Director of business development at Gateshead-based insurance broker, Talbot Jones Ltd, Clare Talbot-Jones (pictured immediately above), was awarded the Rising Star of the Year award at Insurance Business’s Women in Insurance Awards 2019, and, when she first started utilising social media, it was precipitated out of sheer necessity. She was still working as a childminder when she and her husband were first building the business, Talbot-Jones said, and the question was how to balance these responsibilities with trying to network and raise the profile of this fledgling business.

“So, we started using social media,” she said. “And it was amazing because I found that many insurance brokers who were out and about at traditional networking events weren’t online and using social media the same way I was.”

Through social media, she was able to build some fantastic relationships, she said, and in the first year of the business, about 70% of Talbot Jones’s new business came from social media. When she joined the business full time, she said, she was able to get involved with more traditional networking activities but, to this day, the business is using Facebook and LinkedIn to complement these.

Social media development manager at Romero Insurance Brokers, Keiran Fenwick (pictured below), has used social media throughout his career to date, and his position at Romero is his first role within the broking industry. For the traditional broking arm of the Romero Group, he said, LinkedIn registers as the most effective channel for engaging with customers, offering the greatest ability for the business to expand its organic reach.

Evaluating the key benefits he has enjoyed using social media, Fenwick noted that the platform has allowed the business to strengthen its core message which is centred around treating customers exceptionally and allows Romero to communicate this to both new and existing audiences. When considering whether social media is more effective at retaining customers or attracting new business, he believes that the answer lies somewhere between the two but noted that successful utilisation of this tool will go beyond these metrics.

“While it is unquestionably the ultimate goal to retain, acquire and develop business relationships, I feel an often critical element missed is the impact social media can have internally,” he said. “Sharing success, promoting worthwhile causes and getting to know people on a personal level goes a long way to sustaining a positive company culture.”

Cutler also believes that while social media can and is utilised to engage new customers as well as following up with existing customers, it is also a valuable tool for allowing brokers to support and promote their clients. Interacting with the content produced by customers and sharing in their day-to-day successes is a great opportunity afforded by social media, she said, and has expanded the broking relationship beyond the remit of just contacting a customer once a year to talk about their policy.

“I make sure that we’re very responsive and always there,” she said, “and I think they feel very supported by that, as a lot of more corporate brokers cannot offer that same level of personalised service.”

A lot more brokers are now embracing social media in their own businesses, Cutler said, and her message for any brokers looking to make inroads into these channels is that it is absolutely worth pursuing. They must be careful, however, she said, to make sure that these channels have a careful balance between sales messages and genuine relationship building.
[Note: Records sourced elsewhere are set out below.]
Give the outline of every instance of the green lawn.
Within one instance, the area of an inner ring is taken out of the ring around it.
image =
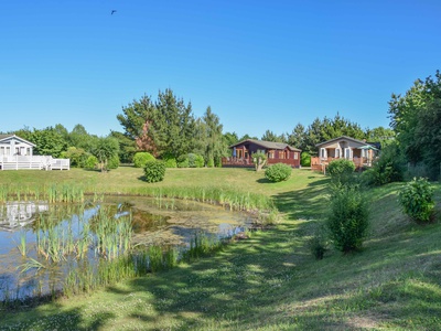
[[[1,183],[83,182],[142,188],[142,170],[3,171]],[[327,179],[294,170],[282,183],[247,169],[174,169],[153,186],[235,188],[271,196],[280,223],[209,258],[130,279],[89,296],[1,311],[1,330],[437,330],[441,325],[441,188],[437,224],[412,224],[399,183],[367,192],[364,250],[315,260],[305,242],[324,220]]]

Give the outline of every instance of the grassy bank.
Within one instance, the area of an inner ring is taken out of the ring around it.
[[[84,182],[108,192],[146,185],[139,169],[107,174],[0,172],[2,183]],[[399,211],[401,184],[374,189],[364,250],[323,260],[305,242],[326,211],[321,174],[297,170],[270,183],[246,169],[168,170],[154,188],[218,186],[263,194],[283,217],[214,257],[127,280],[92,296],[1,311],[0,329],[32,330],[435,330],[441,324],[441,220],[415,225]],[[441,210],[441,188],[435,191]]]

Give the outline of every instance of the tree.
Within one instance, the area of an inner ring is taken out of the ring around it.
[[[158,154],[170,153],[178,158],[189,153],[194,146],[195,120],[192,105],[176,98],[171,89],[160,92],[151,114],[149,135]]]
[[[223,125],[220,124],[219,117],[212,111],[208,106],[204,116],[202,117],[205,127],[205,150],[204,159],[214,160],[214,164],[220,164],[220,159],[226,154],[226,143],[223,139]]]
[[[108,170],[108,162],[111,158],[118,156],[119,143],[118,140],[111,137],[98,138],[96,146],[93,148],[92,153],[98,159],[101,172]]]
[[[306,132],[304,126],[300,122],[292,129],[291,134],[287,134],[289,146],[304,150],[306,148]]]
[[[96,138],[96,136],[90,136],[83,125],[77,124],[68,134],[67,141],[71,147],[82,148],[90,152],[95,146]]]
[[[386,147],[395,141],[395,131],[390,128],[377,127],[366,129],[366,139],[370,142],[379,142],[381,147]]]
[[[283,138],[280,137],[280,136],[277,136],[271,130],[266,130],[263,136],[261,137],[261,140],[263,140],[263,141],[283,142]]]
[[[62,151],[67,149],[64,137],[53,127],[43,130],[34,128],[29,137],[29,141],[35,143],[34,153],[36,156],[52,156],[58,158]]]
[[[417,79],[406,95],[392,94],[390,127],[400,151],[412,164],[422,163],[429,175],[440,174],[441,160],[441,74]]]
[[[155,153],[155,146],[150,135],[151,117],[155,110],[154,103],[144,95],[140,100],[133,100],[122,113],[117,115],[119,124],[125,128],[126,136],[136,141],[139,150]]]
[[[133,157],[137,153],[137,145],[135,140],[118,131],[110,131],[110,137],[118,140],[119,143],[119,160],[122,163],[132,163]]]

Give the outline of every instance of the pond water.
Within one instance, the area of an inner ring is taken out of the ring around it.
[[[229,237],[252,221],[222,206],[140,196],[106,196],[82,205],[8,202],[0,205],[0,301],[61,290],[79,256],[97,264],[128,247],[185,249],[195,234]],[[130,244],[123,246],[127,237]],[[106,247],[109,238],[114,242]]]

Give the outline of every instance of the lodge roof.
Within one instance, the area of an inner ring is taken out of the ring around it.
[[[9,139],[9,138],[15,138],[15,139],[22,141],[22,142],[25,142],[25,143],[28,143],[28,145],[31,145],[31,146],[35,147],[35,143],[32,143],[31,141],[28,141],[28,140],[25,140],[25,139],[23,139],[23,138],[20,138],[19,136],[15,136],[15,135],[0,135],[0,142],[1,142],[2,140],[7,140],[7,139]]]

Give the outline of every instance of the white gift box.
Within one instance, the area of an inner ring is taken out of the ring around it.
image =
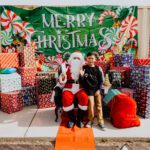
[[[18,73],[0,74],[0,92],[21,90],[21,76]]]

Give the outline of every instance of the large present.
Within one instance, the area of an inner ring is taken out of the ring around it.
[[[133,56],[132,54],[115,54],[114,66],[132,66]]]
[[[150,66],[150,58],[143,59],[143,58],[135,58],[133,60],[133,65],[135,66]]]
[[[121,88],[125,85],[124,70],[109,70],[109,79],[113,88]]]
[[[121,93],[128,95],[129,97],[133,98],[133,90],[129,88],[122,88],[120,90]]]
[[[137,102],[137,113],[150,118],[150,81],[136,81],[135,100]]]
[[[150,80],[150,66],[132,66],[130,72],[130,87],[135,88],[135,81]]]
[[[21,76],[18,73],[0,74],[0,92],[21,90]]]
[[[54,73],[41,73],[36,76],[36,85],[38,95],[49,94],[56,85]]]
[[[1,93],[1,110],[6,113],[20,111],[23,107],[21,91]]]
[[[115,67],[115,66],[111,66],[110,70],[117,70],[117,71],[124,71],[124,76],[125,76],[125,80],[124,80],[124,87],[129,87],[130,85],[130,67]]]
[[[23,87],[21,92],[24,106],[34,105],[37,103],[35,86]]]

Brokers should show both their human side and their customer service sides, she said, as simply advertising their price is not the way to win quality business.

This holds true for Talbot-Jones also, who outlined that social media should be used as another arm of genuinely add value for customers. She does not post anything with the aim of trying to get new business, she said. She outlined how the content she does produce, which is centred upon adding value and providing insight, has the overall impact of actually generating more sales.

“Social media is really an intrinsic part of life for people in the UK and through most parts of the world,” she said. “So, if people want to be engaging with other people, they need to be on social media.”

Fenwick stated that there are unquestionable benefits to brokers using social media, but that caution should always be used when it comes to implementing new channels.

“To have an effective social media presence without throwing resources into an endless money pit, you must first have structured goals,” he advised. “These goals must align with who you are as a brand. If you follow the crowd and post with no intent, you risk your message being lost in a sea of blank rhetoric. However, if an investment is made in the right areas at the right time, social media can be an effective tool for the future.”